Two Python clients dominate ClickHouse integration: clickhouse-connect and clickhouse-driver. They differ at the protocol level in ways that affect deployment, performance, and operational complexity. clickhouse-connect (maintained by ClickHouse, Inc.) communicates over HTTP/HTTPS using ports 8123 and 8443. clickhouse-driver is a community-maintained library that speaks the native TCP binary protocol on ports 9000 and 9440. The native protocol has a more compact wire format and can be faster for large result sets, but HTTP is easier to route through proxies, load balancers, and firewalls - and it's what ClickHouse Cloud exposes by default. For new projects, clickhouse-connect is the straightforward choice: it's actively maintained by the people running the database, it handles ClickHouse Cloud authentication out of the box, and its Pandas integration is first-class.

Install it with pip install clickhouse-connect. The library requires Python 3.9 or higher. If you need Pandas support, install pandas and numpy separately - they're optional dependencies.

Connecting and Running Queries

Creating a client is a single function call. For a local instance:

import clickhouse_connect

client = clickhouse_connect.get_client(
    host='localhost',
    port=8123,
    username='default',
    password='',
)

For ClickHouse Cloud, TLS is mandatory and the port is 8443:

client = clickhouse_connect.get_client(
    host='abc123.us-east-1.aws.clickhouse.cloud',
    port=8443,
    username='default',
    password='your_password',
)

The client uses connection pooling internally via urllib3. You don't manage connections manually - a single client instance is safe to use across a multi-threaded application. What catches people off guard on ClickHouse Cloud is certificate verification. The library uses Python's certifi bundle by default. If you're connecting to a self-managed instance with a self-signed certificate, pass verify=False or point ca_cert at your CA file. On Cloud, leave verification enabled.
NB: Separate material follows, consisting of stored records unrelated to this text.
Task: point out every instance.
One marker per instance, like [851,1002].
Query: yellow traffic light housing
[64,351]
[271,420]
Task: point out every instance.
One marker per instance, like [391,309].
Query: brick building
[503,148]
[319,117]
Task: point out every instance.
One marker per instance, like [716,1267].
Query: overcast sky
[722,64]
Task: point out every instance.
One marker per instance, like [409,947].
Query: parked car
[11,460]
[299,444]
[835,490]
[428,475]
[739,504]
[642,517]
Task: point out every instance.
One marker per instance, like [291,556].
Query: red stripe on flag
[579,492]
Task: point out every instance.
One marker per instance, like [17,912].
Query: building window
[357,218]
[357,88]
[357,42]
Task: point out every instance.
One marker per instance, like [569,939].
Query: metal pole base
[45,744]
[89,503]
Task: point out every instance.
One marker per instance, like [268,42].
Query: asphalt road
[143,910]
Running queries returns a QueryResult object. The raw rows are in result_rows as a list of tuples, with column names accessible from column_names:

result = client.query('SELECT name, engine, total_rows FROM system.tables LIMIT 10')

for row in result.result_rows:
    print(row)

# Access column metadata
print(result.column_names)  # ('name', 'engine', 'total_rows')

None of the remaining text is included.